Except possibly for me.

“I don’t think you can help me, Robie. But thanks for the offer.”

“Is that what you meant by ‘It’s complicated’?”

She looked away. “I wrote that because it is… complicated.”

He attempted a smile. “More complicated than a messed-up kid from Mississippi with daddy issues who was seeing nonexistent people?”

She slowly nodded. “I think so, yeah.”

His grin faded. “Can you at least tell me why? I’m a good listener.
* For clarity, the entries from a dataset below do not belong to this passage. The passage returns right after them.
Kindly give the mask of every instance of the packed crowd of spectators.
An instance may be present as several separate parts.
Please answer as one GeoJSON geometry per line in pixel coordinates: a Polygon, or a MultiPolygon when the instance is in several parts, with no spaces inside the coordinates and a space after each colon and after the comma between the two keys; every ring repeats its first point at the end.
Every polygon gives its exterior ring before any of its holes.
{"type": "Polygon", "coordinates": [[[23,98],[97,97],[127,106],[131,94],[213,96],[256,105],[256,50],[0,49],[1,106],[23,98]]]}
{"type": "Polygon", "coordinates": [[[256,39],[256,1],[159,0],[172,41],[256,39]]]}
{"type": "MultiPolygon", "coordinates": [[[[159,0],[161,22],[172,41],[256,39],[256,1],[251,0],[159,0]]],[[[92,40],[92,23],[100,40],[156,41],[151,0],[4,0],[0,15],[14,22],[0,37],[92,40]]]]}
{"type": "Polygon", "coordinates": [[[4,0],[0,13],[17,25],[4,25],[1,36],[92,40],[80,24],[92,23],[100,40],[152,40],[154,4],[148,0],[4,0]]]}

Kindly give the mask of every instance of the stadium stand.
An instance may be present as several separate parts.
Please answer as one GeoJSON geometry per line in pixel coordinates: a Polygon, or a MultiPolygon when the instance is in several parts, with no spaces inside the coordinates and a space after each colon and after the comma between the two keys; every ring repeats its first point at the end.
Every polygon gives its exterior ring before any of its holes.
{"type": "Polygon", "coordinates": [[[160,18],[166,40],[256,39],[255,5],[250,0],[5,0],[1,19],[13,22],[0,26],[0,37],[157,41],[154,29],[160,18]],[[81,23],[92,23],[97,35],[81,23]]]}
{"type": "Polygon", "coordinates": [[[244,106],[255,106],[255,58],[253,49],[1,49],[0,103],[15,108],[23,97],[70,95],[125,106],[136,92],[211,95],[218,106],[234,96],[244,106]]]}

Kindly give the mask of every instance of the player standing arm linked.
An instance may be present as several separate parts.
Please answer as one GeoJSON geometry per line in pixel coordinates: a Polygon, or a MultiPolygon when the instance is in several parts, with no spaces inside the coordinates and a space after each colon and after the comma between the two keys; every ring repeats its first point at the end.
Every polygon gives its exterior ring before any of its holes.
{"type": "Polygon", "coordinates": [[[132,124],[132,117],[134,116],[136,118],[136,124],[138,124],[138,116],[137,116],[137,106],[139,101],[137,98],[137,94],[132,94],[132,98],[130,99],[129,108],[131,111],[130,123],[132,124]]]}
I’ll listen as long as you want me to.”

“It won’t take long, Robie, to tell you.”

“Then tell me.”

He seemed to sense the monumental moment that was fast approaching, so Robie pulled off the road again. The only sounds were those of the engine and the wipers flicking off the rain.

He turned to her.

Reel turned to him.

“The problem is… I love you, Will Robie. More than I’ve loved anyone. And that’s why you’ll never be able to help me through this.”

CHAPTER

51

Robie sat on his bed in the hotel in Grand.

His face was pointed directly at the floor.

And though his feet were firmly planted on the carpet, his thoughts were in another galaxy.

The drizzle had opened up into a hail of rain that pounded the single window in his room. Streaks of lightning popped and faded, as thunder rumbled consistently after each slash of light.

It was good to be indoors on such a night. And yet Robie was oblivious to the unruly elements.

The problem is… I love you, Will Robie. More than I’ve loved anyone. And that’s why you’ll never be able to help me through this.

It made no sense. It was a complete contradiction. But Reel had said it with total conviction, and Robie understood that there was nothing he could do to change her mind.

They had driven back in silence, as the weather and their moods had worsened.

She had gone to her room and he to his.

When he felt his hands shaking, Robie stood, went into the bathroom, and ran cold water over his face. When he looked up from the sink he caught his reflection staring back at him in the mirror.

He looked ten years older, he thought, than when he had started the day.

He gripped both sides of the sink and willed himself not to throw up, or pull his gun and go looking for something, someone to kill. Right now, it would have been too easy.

He looked to his left toward Reel’s room.

Is she as miserable as I am? But then again, she did say she loved me. More than anyone else.

Robie’s momentary flicker of hope was extinguished just as quickly.

He well knew that there was a steely resolve in the woman that even Robie could not match. If she had truly made up her mind, then that was that, whether she loved him or not.

So why am I still screwing around? Forget it. Forget her. I need to move on.

And Robie was going to start that journey right now.

He went downstairs and then outside. He glanced down the street.

Malloy’s police cruiser wasn’t there. She had probably gone to her house, wherever that was.

He pulled out his phone and called her. She answered on the second ring.

“You want some company?” he asked.

She gave him her address. It was about twenty minutes outside of town, tucked away off some little back road.

That’s all there seemed to be out here, he thought.

Back roads.

To nowhere.

Houses tucked away.

In nowhere.

The rain had slackened to a steady drizzle. He had just about reached his truck when Patti Bender appeared out of the darkness. She was dressed in the same odd assortment of work clothes she was wearing when they first met her. And a pistol was in a holster on her hip.

“What are you doing out this late?” he said, stopping with his hand on the truck door.

“I’m too old for curfews, Will,” she said with a smile. “You look troubled.”

“Story of my life, I guess.”

“Any word on Mr. Walton?”

“Nothing. But we have some leads.”

“Well, that’s better than nothing.”

“We went back to the cabin where Walton was staying. Malloy thought she recognized a boot print there. She’s going to follow it up.”

“She’s a good cop, and that’s not an easy thing to be out here.”

“How about your brother? Is he a good cop?”

“I was surprised, to tell the truth, when he put on the badge. He was a hellion as a teenager. More likely to be arrested than arrest somebody else.”